War in the East (Matrix Games) AAR

第57ターン 中央、南部戦線(かく乱するグデーリアン)

燃料の無くなった戦車は悲しいもので、第4軍団、第44軍団、同盟各国軍部隊の猛攻と各国空軍の地上支援もあり、ドネツの赤軍戦車集団は次々と降伏していった。
この殲滅戦によりT-34やKV-1、西側援助戦車など約800輌、軽戦車600輌以上が撃破、または捕獲された。1個戦車軍団あたり、およそ100輌となる。
恐らくそれなりに訓練を積んだ新生戦車集団だったのだろうが、降伏させたことが大きい。今後もソ連の戦車は代替が効くだろうが、常に訓練不足のまま新たな部隊が前線に現れてくれれば各個撃破が可能だ。
 
それにしても南方では赤軍の縦深が深くなる一方だ。

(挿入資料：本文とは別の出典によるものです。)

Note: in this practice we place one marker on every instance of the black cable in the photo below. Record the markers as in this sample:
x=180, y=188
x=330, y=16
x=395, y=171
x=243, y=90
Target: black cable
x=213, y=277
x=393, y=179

ドン河は大河のままスターリングラード西方で南に大屈曲し、ロストフからアゾフ海に流れ込むのだが、このドン河に囲まれた地域は新たなDの字形で大量の部隊をはらんでいる。
ロストフ北のドネツ河に挟まれた小さいDの字陣地は、地道な平押しで崩しつつあるが、新たなラージDができつつある。
 
この敵の予備部隊の偏りを見て取り、沈黙を守っていたグデーリアン装甲軍が遂に動いた。リャザンの第24装甲軍団、モスクワ東方の第47装甲軍団は、第12軍団が空けた突破口背後に敵の予備がいないのを確認し、一気にタンボフ背面に進出した。
第3装甲軍も南に急いでいるが、クライストまでは遥かに遠い。どうせ南下するなら第2軍と第6軍前面の強固な赤軍陣地線の背後を脅かす奇襲により、これら陣地の放棄を促す。予備の少なさから言ってグデーリアンを逆包囲するには陣地を放棄せざるを得ないだろう。
 
ドンの南では、第1装甲軍が東側の戦線を縮小直線化していた。ドンを北に渡河し第2装甲軍と握手しなければならない。中央戦線の夏期攻勢でも優先すべきはやはり野戦軍の撃破であり、敵が退かないなら、補給に有利な現戦線近くで殲滅するに限る。
赤軍はボグチャル周辺から撤退したかと思っていたが、強力なバルジとして第3装甲軍団前面に立ち塞がっており、南方軍集団はその東西で1つずつ橋頭保を確保した。
 
なお、L.A.H.自動車化師団は再編成の為にノルマンディーに移り、装甲擲弾兵師団として43年に復帰する予定。